After nearly 30 years of DJing, David Morales takes a spin through DJ gear old and new, and explains why some technologies will never win him over and others are too good to ignore.

• Loudspeakers: I prefer the older speakers than the ones from today. Back then was analog; today is digital. That’s the difference. Can’t stand digital. It’s fake.
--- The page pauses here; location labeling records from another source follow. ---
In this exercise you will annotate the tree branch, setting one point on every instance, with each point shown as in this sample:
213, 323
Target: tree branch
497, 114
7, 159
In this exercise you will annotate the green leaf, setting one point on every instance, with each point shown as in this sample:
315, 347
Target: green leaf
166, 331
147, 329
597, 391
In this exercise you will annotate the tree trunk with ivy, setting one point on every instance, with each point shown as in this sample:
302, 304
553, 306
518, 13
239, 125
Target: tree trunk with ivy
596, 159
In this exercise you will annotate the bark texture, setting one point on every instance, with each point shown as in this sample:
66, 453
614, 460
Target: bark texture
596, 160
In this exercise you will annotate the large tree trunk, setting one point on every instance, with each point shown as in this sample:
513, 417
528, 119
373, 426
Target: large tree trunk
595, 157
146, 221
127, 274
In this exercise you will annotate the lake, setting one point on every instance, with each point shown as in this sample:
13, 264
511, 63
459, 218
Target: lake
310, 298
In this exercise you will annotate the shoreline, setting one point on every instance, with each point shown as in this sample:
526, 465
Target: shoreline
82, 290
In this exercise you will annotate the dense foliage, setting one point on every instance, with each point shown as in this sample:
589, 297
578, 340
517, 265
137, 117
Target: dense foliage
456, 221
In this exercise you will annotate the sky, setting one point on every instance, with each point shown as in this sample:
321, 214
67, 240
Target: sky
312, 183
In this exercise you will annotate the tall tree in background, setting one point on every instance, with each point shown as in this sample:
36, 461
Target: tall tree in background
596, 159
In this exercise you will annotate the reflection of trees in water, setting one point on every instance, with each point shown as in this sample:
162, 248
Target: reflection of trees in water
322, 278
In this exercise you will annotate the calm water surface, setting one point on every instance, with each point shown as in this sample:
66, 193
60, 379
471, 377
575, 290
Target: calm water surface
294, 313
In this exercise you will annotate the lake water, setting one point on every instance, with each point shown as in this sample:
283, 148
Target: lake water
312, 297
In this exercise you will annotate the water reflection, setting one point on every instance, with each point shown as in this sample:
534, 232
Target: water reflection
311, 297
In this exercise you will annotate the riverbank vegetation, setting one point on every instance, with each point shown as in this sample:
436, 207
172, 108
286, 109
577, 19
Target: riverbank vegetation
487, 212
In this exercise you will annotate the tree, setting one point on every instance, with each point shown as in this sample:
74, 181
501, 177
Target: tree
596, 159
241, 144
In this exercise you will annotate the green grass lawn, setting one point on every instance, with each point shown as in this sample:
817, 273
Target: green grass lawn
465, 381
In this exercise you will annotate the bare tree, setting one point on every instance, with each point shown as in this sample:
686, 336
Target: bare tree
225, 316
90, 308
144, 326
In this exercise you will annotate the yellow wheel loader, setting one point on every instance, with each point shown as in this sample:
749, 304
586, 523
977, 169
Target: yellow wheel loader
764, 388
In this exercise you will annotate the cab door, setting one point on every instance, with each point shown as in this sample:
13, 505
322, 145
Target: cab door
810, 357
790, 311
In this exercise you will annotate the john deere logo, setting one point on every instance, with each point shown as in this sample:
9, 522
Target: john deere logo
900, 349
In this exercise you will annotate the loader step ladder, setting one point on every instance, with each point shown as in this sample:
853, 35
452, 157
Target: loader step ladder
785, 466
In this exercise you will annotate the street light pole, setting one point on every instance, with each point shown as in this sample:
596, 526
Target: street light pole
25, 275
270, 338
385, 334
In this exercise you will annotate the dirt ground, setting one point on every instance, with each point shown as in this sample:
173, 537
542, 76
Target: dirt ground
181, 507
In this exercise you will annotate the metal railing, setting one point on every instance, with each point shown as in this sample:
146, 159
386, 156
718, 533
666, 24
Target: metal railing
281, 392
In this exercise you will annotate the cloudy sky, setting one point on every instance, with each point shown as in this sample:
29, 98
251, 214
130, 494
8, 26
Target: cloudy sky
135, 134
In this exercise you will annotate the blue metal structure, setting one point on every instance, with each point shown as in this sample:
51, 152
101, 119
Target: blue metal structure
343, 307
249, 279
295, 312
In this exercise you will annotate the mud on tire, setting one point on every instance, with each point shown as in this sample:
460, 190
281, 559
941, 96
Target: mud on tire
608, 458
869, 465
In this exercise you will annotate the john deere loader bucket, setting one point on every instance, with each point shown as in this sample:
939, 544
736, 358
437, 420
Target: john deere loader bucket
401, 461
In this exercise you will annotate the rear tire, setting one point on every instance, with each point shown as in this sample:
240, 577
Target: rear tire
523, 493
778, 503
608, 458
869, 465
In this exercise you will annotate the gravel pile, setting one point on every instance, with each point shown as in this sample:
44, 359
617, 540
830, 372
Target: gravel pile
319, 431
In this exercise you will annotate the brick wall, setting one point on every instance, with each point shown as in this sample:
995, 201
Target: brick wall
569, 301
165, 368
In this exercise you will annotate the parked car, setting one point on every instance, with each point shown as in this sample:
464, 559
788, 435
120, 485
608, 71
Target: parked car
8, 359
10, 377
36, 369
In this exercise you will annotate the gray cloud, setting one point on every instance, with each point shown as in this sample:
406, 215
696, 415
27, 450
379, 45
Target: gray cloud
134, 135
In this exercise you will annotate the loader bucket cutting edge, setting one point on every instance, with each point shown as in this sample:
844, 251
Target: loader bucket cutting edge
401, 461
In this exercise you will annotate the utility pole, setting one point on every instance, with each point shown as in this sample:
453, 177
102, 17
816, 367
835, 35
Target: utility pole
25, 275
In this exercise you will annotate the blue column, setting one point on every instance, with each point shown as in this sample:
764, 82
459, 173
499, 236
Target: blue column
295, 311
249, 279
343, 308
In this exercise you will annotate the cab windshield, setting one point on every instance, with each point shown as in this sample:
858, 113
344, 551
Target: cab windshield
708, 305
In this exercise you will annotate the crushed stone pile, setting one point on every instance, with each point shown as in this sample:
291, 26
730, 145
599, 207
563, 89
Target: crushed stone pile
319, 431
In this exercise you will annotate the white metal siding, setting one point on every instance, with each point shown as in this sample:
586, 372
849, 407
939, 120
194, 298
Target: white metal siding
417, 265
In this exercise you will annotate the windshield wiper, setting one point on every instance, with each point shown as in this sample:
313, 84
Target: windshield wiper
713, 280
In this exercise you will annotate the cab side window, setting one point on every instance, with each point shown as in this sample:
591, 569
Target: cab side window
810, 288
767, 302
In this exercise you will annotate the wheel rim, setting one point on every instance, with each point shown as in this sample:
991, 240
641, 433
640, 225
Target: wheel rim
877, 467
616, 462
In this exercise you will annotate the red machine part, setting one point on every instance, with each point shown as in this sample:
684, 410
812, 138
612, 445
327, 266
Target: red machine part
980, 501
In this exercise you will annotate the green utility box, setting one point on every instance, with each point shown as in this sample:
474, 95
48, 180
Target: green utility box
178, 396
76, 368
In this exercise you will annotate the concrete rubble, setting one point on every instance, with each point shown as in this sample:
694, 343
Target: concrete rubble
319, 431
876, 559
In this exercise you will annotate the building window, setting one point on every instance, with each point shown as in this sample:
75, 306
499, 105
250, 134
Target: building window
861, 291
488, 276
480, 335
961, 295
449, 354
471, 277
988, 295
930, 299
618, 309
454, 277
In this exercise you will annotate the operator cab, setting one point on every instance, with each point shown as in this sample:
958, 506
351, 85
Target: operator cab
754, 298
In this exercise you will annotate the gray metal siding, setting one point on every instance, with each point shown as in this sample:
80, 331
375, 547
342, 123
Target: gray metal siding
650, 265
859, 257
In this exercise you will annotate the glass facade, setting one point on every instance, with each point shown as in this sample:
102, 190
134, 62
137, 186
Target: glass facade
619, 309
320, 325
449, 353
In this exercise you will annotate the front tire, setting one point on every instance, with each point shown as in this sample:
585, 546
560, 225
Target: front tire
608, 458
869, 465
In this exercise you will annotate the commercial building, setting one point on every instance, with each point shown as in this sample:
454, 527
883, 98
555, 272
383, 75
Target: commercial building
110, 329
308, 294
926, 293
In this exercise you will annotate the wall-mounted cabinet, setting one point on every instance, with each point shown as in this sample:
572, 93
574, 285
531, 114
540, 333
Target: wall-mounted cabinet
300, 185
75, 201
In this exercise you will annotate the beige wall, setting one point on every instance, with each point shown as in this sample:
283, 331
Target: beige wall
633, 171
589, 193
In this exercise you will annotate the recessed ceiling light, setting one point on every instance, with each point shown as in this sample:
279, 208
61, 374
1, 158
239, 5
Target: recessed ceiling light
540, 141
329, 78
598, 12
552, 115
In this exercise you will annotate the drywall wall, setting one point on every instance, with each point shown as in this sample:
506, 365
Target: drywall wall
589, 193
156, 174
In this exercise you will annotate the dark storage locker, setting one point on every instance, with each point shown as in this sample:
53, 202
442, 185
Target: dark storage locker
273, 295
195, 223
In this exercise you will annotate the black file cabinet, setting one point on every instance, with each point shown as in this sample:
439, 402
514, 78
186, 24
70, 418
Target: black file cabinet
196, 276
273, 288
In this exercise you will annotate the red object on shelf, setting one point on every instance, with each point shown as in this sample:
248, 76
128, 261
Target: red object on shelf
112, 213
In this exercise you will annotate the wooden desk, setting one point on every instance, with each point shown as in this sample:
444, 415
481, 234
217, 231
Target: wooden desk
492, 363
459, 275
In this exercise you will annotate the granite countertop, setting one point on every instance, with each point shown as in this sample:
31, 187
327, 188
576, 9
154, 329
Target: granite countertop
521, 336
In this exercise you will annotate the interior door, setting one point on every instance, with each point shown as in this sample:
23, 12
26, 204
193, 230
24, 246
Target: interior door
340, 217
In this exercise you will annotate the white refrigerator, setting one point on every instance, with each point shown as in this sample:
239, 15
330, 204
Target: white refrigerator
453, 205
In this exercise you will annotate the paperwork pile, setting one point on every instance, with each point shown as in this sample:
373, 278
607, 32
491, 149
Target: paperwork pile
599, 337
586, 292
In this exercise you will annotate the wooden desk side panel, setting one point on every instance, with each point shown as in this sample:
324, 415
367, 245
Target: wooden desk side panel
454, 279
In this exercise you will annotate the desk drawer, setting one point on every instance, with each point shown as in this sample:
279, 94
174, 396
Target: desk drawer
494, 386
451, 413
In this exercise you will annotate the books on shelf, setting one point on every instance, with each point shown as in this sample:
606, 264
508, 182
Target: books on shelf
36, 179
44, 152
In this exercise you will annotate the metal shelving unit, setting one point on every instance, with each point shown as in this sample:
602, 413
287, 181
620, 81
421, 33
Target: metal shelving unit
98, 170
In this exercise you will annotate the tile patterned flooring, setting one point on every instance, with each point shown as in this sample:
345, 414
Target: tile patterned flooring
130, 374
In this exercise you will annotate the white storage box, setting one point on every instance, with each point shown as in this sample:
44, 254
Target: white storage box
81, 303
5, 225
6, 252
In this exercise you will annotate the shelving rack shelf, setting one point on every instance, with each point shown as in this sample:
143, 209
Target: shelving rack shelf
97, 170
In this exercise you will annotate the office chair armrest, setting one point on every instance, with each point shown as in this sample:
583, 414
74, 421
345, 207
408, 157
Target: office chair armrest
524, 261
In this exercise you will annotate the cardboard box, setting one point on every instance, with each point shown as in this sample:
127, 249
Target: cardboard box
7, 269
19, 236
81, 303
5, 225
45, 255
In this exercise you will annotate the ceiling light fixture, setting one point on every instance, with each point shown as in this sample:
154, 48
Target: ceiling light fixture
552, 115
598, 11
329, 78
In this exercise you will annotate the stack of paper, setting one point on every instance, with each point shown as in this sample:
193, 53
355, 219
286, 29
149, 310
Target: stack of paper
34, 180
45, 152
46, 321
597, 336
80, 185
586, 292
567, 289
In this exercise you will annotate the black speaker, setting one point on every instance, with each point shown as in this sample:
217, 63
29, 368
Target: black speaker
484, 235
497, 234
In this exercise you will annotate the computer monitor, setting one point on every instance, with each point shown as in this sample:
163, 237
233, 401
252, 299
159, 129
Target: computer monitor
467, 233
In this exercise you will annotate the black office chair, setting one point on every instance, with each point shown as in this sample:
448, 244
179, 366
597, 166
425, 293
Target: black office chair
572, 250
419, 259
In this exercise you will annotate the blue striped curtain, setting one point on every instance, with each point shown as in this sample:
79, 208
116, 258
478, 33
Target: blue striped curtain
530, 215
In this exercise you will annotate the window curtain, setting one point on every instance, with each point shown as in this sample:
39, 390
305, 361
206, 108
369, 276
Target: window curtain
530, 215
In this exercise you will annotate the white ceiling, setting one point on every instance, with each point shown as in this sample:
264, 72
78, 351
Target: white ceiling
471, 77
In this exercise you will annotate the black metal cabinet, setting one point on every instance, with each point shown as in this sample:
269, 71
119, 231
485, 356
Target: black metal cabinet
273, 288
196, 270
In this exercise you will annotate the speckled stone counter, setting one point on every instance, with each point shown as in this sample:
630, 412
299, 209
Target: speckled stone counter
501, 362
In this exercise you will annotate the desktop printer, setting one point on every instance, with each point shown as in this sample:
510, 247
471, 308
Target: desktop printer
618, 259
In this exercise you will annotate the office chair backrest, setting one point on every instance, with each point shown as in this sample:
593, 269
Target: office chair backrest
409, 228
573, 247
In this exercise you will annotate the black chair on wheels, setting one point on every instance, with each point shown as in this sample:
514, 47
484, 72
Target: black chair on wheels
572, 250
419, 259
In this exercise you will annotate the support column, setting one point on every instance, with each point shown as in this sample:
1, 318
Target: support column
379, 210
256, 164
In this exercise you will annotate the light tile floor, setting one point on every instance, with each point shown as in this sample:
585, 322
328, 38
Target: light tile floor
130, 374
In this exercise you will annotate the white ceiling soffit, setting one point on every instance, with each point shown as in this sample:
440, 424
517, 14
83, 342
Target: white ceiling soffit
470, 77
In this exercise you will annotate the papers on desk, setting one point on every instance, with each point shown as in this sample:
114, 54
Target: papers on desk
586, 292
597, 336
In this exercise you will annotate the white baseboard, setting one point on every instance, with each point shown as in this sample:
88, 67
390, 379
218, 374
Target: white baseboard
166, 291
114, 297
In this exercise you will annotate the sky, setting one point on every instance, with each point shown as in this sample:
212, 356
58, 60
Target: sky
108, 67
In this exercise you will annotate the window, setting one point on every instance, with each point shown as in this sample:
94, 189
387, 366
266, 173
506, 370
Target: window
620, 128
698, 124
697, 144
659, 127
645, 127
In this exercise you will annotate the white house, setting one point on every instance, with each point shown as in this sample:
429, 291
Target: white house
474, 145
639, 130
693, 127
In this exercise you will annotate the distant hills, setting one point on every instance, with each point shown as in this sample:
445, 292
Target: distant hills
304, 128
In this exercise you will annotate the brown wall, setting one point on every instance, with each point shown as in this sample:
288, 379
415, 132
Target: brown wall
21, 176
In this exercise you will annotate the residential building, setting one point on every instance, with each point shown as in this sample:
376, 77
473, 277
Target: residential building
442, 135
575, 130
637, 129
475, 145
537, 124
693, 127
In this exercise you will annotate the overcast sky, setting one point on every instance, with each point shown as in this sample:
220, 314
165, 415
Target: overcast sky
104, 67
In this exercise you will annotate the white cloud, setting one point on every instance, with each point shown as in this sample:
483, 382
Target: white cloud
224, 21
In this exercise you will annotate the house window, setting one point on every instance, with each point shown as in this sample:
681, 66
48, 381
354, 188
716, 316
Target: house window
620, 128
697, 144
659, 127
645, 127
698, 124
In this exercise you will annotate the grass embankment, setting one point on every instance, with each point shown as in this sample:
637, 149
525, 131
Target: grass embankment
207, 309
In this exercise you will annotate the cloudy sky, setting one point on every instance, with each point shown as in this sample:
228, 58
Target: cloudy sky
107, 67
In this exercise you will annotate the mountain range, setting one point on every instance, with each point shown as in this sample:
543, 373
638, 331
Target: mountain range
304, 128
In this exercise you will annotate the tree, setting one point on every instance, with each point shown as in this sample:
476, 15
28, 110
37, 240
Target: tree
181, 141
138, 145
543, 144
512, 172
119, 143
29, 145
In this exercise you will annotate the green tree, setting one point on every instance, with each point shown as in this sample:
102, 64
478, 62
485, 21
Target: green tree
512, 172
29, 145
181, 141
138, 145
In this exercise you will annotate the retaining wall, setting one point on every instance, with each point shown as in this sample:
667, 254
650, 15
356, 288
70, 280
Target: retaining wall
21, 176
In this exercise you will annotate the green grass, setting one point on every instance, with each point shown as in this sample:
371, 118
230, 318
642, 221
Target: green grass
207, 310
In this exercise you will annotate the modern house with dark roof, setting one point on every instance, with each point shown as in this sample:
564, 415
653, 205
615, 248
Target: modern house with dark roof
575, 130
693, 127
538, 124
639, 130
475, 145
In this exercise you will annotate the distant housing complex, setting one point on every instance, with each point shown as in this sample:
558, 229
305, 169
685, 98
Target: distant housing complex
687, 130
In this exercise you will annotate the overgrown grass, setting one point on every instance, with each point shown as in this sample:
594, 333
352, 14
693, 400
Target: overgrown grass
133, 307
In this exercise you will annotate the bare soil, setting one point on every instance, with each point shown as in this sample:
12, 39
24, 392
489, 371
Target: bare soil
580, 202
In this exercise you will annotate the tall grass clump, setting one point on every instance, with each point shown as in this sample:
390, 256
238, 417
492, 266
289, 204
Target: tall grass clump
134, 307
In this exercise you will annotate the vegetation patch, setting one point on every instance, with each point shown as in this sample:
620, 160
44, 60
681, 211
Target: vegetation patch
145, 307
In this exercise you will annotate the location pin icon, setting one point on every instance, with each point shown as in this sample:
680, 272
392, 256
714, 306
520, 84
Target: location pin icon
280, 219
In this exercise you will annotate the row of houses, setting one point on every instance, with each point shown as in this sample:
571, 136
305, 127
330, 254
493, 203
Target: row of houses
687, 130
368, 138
It’s like the difference between music that’s got soul, heart, meaning and music that doesn’t.

• Turntables: I started with Technics that had no pitch control—the SL-20s. For mixing, you just got as close as possible. And I still use Technics.

• Reel-to-Reel Players: [Proudly] I still own a Technics RS-1700 reel-to-reel unit, which we used to use for echo—for “sound-on-sound,†as we used to call it. It was a way of getting delays at the same time. The greatest sound that you’d get was to bring a ¼-inch reel-to-reel [tape] 15 IPS [inches per second] from the studio and play it on the machine at the club because it had no feedback, no compression, nothing. The sound was unbelievable. Once the tape goes to the mastering lab, it’s processed. It’s the difference between cooking fresh food and putting it in a can with preservatives.

• Acetates/CD-Rs: I burn CDs now, but before I did that I had acetates made. The problem with acetates is that they degrade and they’re hella expensive. So the CD allows you to press that record for less than a buck. Test it. If you don’t like it? Ciao. Digital is just really cost effective.

• CD Player: I think the Pioneer CDJ-1000 is remarkable. It’s a great tool. I also just bought the Technics SL-DZ1200. It’s a monster. I love the sound quality. I’ve tested them and I think the Technics sounds better, but they both have their own features. They each have something on the other. But in my club and in my personal studio, I use the Pioneers.

• Mixers: I love the UREI 1620. No two UREIs are alike—they have slightly different personalities And when it comes to playing CDs, there’s no trim for each pot, so naturally the turntables are hotter than the auxiliary pots. I compensate at Stereo with separate pre-amps for the CDJ-1000s. The volumes are set equal to the turntables, whereas with the Rane MP-2016, you have trim. I like the Allen & Heath mixers—they’re warm. I like the Rodec—it’s a [belgian] slide mixer. But pound-for-pound, I’ll take the old Bozak over all of them! Those original pots were just smoother.